Extinct species of gastropod

Leucosyrinx iwaensis is an extinct species of sea snail, a marine gastropod mollusk in the family Pseudomelatomidae, the turrids and allies.

==Description==
The length of the shell attains 25 mm, its diameter 8.3 mm.

(Original description) The shell is of medium size moderately slender. The spire is fusiform. The whorls are subangulate. The protoconch consists of 1½ smooth whorls, the first full turn slightly tilted and moderately small. The aperture is about half as long as shell, moderately narrow. The outer lip is thin and rounded, recurving sharply to the anal sinus. The columella is of moderate length and straight. The anal sinus is moderately broad and deep, adjacent to the suture and showing only a slight amount of recurving from the apex of the sinus to the suture. The sculpture consists of inclined axials, about eight visible from an angle on the young whorls but becoming obsolete on the body whorl. Medium textured raised spiral lines below the periphery, extending with about equal strength to the tip of the columella. The subsutural slope is sculptured with similar lines which are weaker immediately above the periphery, but stronger near the suture.

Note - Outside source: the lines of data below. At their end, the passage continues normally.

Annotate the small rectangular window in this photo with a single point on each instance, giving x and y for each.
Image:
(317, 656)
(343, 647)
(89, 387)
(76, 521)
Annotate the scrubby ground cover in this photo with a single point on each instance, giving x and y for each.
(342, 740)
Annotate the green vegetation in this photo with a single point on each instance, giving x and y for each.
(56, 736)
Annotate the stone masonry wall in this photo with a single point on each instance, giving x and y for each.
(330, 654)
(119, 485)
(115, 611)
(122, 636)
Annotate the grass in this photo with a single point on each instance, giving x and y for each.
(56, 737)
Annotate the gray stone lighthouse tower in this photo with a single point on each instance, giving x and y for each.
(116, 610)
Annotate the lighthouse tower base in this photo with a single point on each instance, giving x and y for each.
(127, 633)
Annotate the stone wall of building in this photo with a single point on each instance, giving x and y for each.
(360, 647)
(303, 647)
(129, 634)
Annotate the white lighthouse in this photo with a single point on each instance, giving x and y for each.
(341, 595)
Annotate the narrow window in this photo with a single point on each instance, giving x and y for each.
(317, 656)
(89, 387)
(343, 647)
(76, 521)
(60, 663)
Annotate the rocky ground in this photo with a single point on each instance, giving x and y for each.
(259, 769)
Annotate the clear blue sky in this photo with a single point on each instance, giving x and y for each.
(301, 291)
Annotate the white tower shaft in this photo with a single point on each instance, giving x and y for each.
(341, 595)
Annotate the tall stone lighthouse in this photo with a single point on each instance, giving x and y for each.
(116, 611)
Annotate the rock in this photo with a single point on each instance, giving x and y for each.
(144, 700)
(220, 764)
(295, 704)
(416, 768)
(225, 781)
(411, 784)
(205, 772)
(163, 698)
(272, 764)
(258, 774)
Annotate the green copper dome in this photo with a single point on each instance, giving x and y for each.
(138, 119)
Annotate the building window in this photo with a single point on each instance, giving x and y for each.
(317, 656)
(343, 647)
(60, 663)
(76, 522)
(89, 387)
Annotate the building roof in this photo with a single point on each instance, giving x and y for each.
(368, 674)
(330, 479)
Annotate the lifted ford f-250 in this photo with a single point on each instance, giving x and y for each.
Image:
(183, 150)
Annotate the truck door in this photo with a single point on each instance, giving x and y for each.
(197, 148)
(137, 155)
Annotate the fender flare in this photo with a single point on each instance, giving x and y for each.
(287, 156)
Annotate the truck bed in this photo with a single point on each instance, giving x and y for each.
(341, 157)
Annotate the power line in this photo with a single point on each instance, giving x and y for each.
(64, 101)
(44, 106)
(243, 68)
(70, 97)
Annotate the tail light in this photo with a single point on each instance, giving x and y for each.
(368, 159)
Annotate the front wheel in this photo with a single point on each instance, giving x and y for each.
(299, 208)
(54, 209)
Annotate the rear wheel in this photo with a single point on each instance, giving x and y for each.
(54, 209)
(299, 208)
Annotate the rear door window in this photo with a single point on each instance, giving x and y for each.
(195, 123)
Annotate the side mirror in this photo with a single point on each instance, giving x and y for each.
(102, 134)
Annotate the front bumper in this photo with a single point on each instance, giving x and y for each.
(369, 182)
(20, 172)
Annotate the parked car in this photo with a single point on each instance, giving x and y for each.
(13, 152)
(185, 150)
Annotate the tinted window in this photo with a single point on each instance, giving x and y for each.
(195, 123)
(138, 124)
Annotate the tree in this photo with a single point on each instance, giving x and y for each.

There seems to be no relative of this species described from the western Pacific region. It differs from the type of Leucosyrinx in being slenderer and having more regular spiral markings, those of L. verrilli being discontinuous near the periphery. The axial nodes of L. verrilli are shorter and somewhat stronger.

==Distribution==
Fossils of this marine species were found in Miocene strata of Okinawa, Japan.